Auch Terminvereinbarungen und telemedizinische sowie nicht zuletzt hybride Versorgungsszenarien könnten mit Hilfe von TIM (und ePA und eRezept) optimiert werden. So könnte ein Terminportal wie 116117 künftig nicht nur einen Termin vereinbaren, sondern auch gleich einen TIM-Kommunikationskanal zwischen Patient:in und Zielpraxis oder telemedizinischem/r Arzt/Ärztin etablieren. Über diesen Kanal könnte (irgendwann) ein ePA-Zugriff ermöglicht werden, und es könnten ggf. Spezialist:innen von Radiologie über Labor bis Humangenetik hinzugezogen werden.

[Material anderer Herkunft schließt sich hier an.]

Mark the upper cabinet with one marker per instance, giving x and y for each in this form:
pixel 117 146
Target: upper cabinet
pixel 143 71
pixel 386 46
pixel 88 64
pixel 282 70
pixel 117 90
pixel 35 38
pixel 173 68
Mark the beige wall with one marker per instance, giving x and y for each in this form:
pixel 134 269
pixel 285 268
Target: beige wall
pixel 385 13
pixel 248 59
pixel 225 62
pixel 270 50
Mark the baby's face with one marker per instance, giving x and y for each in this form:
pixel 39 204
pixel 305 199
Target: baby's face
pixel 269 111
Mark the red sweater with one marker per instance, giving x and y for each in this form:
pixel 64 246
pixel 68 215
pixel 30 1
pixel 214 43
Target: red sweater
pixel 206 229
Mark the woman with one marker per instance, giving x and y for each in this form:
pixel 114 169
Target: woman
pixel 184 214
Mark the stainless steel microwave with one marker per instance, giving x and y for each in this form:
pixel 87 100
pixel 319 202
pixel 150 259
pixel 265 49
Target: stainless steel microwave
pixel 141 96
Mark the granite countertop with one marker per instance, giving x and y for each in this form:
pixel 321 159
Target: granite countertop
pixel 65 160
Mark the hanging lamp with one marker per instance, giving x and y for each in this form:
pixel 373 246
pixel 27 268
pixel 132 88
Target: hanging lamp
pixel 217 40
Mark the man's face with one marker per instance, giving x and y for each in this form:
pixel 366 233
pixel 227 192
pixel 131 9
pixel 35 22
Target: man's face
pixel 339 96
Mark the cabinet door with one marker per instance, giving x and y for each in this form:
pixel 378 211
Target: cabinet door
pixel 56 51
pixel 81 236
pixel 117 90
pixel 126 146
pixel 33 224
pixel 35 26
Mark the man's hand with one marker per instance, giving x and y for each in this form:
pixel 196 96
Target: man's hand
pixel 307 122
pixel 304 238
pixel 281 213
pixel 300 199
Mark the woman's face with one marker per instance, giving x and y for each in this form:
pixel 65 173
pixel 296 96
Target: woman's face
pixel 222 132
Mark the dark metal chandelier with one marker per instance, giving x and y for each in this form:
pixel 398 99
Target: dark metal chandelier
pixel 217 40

Der TI-Messenger kann natürlich auch für rein professionelle Kommunikationsszenarien genutzt werden, bei denen dann gar keine Patienteneinbindung nötig ist. Nachfragen der Apotheke in der Arztpraxis wären hier zu nennen, aber auch das unbürokratische Einholen von Zweitmeinungen – Situationen, in denen heute zum Telefon oder auch zu WhatsApp gegriffen wird. Bei der DMEA waren diese „Leistungserbringer-TIMs“ ebenso Thema. Die CGM hatte einen entsprechenden TI-Messenger im Messegepäck. Auch Cherry, bei Ärzt:innen derzeit noch vor allem als Anbieter von Kartenlesegeräten bekannt, steht bei TIM in den Startlöchern. Das Unternehmen kooperiert hier mit dem Unternehmen Awesome. Die Liste ließe sich fortsetzen. TIM, daran kann es spätestens seit der DMEA keinen Zweifel mehr geben, wird Wirbel ins digitale deutsche Gesundheitswesen bringen. Gut so.